One of the design decisions you’ll need to make is how to associate each review with the correct movie.
That’s where the movie id comes in. As you input the review data, lookup the movie id in your binary search
tree, and store the rating in the value portion of the tree. In other words, use the review’s movie id as the
search key, and store the review’s rating in the value associated with the key. When you are done processing
the reviews, you should have a binary search tree that contains all the review data, organized by movie id or
name (or both). The goal is to be able to find a movie’s information in O(lgN) time using either the movie’s id,
or the movie’s name. This implies your key may be a simple type like integer or string, but your value will
most likely be a struct.
When searching for a movie, note that the user can enter a numeric movie id, or a string name. Use the
getline function to obtain the input, and then determine if the input is numeric or not:
string input;
cout << “Enter a movie id or name (or # to quit)> “;
getline(cin, input); // read entire input line
It is not sufficient to simply check the first character of the input to see if it’s numeric — some movie names
start with numeric values such as “12 Angry Men”. You’ll need to write a little function to loop over the string
and check all the characters; strings are objects, use their length() function to obtain the # of characters.
The program should interact with the user until the sentinel “#” is input. Your program output must match
the output shown in the screenshots *exactly*, otherwise the autograding system will report your program as
incorrect. It’s okay for your program to be case-sensitive, i.e. “Finding Nemo” != “finding nemo”.
Additional program requirements:
1. You must use your own binarysearchtree class, a solution will not be provided and you cannot
use that of another individual. The entire program must be your own work.
2. No other data structures — no arrays, no vectors, no stacks, no queues, nothing. The *only*
data structure you may use is your own binarysearchtree<TKey, TValue>.
3. Create multiple trees to ensure that all search and insert operations are O(lgN). Tree balancing
is not required as the input data is random.

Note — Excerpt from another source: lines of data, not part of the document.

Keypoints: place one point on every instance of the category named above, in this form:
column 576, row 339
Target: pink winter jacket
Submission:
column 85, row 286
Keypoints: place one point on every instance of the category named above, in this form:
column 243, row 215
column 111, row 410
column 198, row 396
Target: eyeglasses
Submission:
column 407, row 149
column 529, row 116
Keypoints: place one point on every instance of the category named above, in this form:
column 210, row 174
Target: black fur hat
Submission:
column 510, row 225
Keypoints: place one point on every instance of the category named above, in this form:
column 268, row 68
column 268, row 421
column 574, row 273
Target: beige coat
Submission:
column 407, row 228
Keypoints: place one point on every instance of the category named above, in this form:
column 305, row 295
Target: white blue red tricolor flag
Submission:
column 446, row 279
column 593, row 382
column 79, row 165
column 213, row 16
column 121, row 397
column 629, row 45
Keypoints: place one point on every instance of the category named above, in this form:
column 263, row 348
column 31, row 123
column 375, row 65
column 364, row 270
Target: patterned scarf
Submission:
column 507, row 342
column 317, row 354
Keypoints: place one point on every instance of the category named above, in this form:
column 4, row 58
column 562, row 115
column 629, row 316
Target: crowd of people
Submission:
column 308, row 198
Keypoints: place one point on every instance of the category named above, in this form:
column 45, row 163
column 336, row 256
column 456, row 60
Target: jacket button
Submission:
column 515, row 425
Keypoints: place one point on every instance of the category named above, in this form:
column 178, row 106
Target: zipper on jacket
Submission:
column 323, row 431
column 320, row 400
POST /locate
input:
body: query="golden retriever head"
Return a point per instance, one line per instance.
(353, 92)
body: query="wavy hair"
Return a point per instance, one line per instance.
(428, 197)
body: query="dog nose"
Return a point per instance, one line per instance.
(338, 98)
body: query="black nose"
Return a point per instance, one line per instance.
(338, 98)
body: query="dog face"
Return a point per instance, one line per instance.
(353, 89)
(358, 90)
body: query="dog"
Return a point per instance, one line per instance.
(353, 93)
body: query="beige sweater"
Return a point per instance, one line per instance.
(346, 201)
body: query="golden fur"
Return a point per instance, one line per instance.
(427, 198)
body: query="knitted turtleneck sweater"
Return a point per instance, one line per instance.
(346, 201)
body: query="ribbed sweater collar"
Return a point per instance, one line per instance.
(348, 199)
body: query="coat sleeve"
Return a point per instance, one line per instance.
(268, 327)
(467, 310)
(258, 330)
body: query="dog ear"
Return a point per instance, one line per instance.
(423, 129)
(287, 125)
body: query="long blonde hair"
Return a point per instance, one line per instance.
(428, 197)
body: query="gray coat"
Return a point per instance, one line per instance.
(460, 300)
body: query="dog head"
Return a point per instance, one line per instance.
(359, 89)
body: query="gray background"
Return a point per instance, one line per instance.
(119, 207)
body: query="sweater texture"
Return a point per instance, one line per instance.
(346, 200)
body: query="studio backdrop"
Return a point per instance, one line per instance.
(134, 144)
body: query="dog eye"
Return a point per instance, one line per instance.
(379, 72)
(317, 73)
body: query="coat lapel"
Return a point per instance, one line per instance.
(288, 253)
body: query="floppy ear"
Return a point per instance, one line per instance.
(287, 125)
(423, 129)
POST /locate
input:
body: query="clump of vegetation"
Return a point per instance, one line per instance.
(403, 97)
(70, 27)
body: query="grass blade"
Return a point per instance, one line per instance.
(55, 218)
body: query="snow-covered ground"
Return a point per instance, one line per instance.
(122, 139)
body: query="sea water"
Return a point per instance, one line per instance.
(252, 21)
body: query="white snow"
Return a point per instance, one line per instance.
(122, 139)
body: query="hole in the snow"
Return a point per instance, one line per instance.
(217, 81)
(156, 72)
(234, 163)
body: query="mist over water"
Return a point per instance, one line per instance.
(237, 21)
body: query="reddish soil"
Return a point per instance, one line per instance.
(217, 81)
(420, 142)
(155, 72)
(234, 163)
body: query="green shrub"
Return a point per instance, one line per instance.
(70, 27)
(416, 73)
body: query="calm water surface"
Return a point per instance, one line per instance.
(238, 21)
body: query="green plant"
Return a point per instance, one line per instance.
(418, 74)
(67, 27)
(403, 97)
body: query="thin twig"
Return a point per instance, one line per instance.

4. You can only open and read each input file once; you cannot solve the program by reading the
data from the input files over and over again.
CS 251 : http://www.cs.uic.edu/~i251/ Page 7 of 7
Part 5 of 5: program submission
Submit your final program files — “main.cpp” and “bst.h” — to Gradescope for grading. Your work will
receive a tentative grade for correctness, and then will undergo manual review for commenting, readability,
approach, and adherence to requirements. This part of the assignment is worth 70 points. However, you
must score 30/30 on part 3 to earn credit here for part 5; you need a working binarysearchtree class.
Commenting/readability/approach count for 10% of the 70 points. Adherence to requirements may count
anywhere from 10% to 100%.
Policy
Late work *is* accepted. You may submit as late as 24 hours after the deadline for a penalty of 10%. After
24 hours, no submissions will be accepted.
All work submitted for grading *must* be done individually. While we encourage you to talk to your peers and learn
from them (e.g. your “iClicker teammates”), this interaction must be superficial with regards to all work submitted for
grading. This means you *cannot* work in teams, you cannot work side-by-side, you cannot submit someone else’s
work (partial or complete) as your own. The University’s policy is available here:
https://dos.uic.edu/conductforstudents.shtml .
In particular, note that you are guilty of academic dishonesty if you extend or receive any kind of unauthorized
assistance. Absolutely no transfer of program code between students is permitted (paper or electronic), and you may
not solicit code from family, friends, or online forums. Other examples of academic dishonesty include emailing your
program to another student, copying-pasting code from the internet, working in a group on a homework assignment,
and allowing a tutor, TA, or another individual to write an answer for you. It is also considered academic dishonesty if
you click someone else’s iClicker with the intent of answering for that student, whether for a quiz, exam, or class
participation. Academic dishonesty is unacceptable, and penalties range from a letter grade drop to expulsion from the
university; cases are handled via the official student conduct process described at
https://dos.uic.edu/conductforstudents.shtml .